Pertolongan Pertama untuk Kejang

Jika Anda melihat seseorang mengalami kejang, lakukan langkah berikut:

  • Berapa lama berlangsung.
  • Bersihkan area dari benda apa pun yang keras atau tajam.
  • Kendurkan apa-apa yang mengikat di leher yang dapat mempengaruhi pernapasan.
  • Putar orang ke salah satu sisi nya.
  • Letakkan sesuatu yang lembut di bawah kepala.
  • Jangan menempatkan sesuatu di dalam mulut.

Hubungi 911 jika kejang berlangsung lebih dari 5 menit, atau terjadi lagi secara berulang, atau orang tersebut sedang hamil, mengalami cedera, atau diketahui mengalami diabetes.

Pengobatan untuk Status Kejang
Kejang yang tahan lama atau berulang mungkin merupakan kondisi yang disebut status epileptikus. Hal ini dapat memiliki komplikasi serius dan membutuhkan perawatan darurat. Untuk membawa kejang berakhir dengan cepat, rumah sakit sering memberikan intravena, bersama dengan oksigen.

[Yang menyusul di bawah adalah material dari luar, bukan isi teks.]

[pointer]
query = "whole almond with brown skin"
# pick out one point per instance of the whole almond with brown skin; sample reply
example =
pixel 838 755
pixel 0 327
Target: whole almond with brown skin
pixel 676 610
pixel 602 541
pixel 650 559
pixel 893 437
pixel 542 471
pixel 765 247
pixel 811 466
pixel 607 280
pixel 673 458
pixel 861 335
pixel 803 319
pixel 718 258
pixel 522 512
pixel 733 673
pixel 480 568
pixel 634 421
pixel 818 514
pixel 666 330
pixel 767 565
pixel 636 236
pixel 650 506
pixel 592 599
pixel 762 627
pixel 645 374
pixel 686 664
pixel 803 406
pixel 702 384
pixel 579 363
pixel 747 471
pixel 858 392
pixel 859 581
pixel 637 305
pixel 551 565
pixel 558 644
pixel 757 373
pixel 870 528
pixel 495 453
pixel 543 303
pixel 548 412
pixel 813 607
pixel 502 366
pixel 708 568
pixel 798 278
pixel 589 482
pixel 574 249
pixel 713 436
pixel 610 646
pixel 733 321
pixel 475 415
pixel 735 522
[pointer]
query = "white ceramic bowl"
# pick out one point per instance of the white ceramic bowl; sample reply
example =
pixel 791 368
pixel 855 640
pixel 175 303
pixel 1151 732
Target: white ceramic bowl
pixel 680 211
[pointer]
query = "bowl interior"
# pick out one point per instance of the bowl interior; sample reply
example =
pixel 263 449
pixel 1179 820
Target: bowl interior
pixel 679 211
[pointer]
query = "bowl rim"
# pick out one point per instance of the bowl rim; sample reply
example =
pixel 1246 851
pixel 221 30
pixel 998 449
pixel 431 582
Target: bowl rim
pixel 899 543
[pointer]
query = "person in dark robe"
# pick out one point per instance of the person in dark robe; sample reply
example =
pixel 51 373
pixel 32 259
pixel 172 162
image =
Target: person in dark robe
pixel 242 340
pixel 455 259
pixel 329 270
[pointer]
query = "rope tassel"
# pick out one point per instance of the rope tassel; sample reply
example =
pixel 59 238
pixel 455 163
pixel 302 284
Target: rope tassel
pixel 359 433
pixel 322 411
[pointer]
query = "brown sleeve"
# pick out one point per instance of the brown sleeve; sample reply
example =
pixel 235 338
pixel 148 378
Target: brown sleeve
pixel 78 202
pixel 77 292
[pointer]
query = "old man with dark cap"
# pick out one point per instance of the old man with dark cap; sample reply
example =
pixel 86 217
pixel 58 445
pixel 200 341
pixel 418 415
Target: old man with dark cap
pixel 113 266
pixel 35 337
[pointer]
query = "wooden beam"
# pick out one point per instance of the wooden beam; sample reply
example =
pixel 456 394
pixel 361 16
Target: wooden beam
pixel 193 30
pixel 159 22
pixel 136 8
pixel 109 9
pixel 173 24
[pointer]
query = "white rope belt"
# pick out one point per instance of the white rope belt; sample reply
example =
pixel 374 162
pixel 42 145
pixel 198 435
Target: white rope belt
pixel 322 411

Orang-orang dengan epilepsi dapat menikmati hidup normal penuh, hidup aktif. Kebanyakan dapat hidup bebas kejang dengan mengkonsumsi obat sesuai jadwal. Untuk sisanya, ada banyak sumber daya untuk mengatasi kejang tak terkendali. Seorang spesialis dapat membantu menciptakan strategi untuk mengurangi dampak epilepsi. RS Kariadi Semarang menjadi pusat rujukan operasi untuk epilepsi dan menjadi penelitian menahun para tim Bedah Sarafi di sana dengan studi ke beberapa negara tentunya seperti Jepang.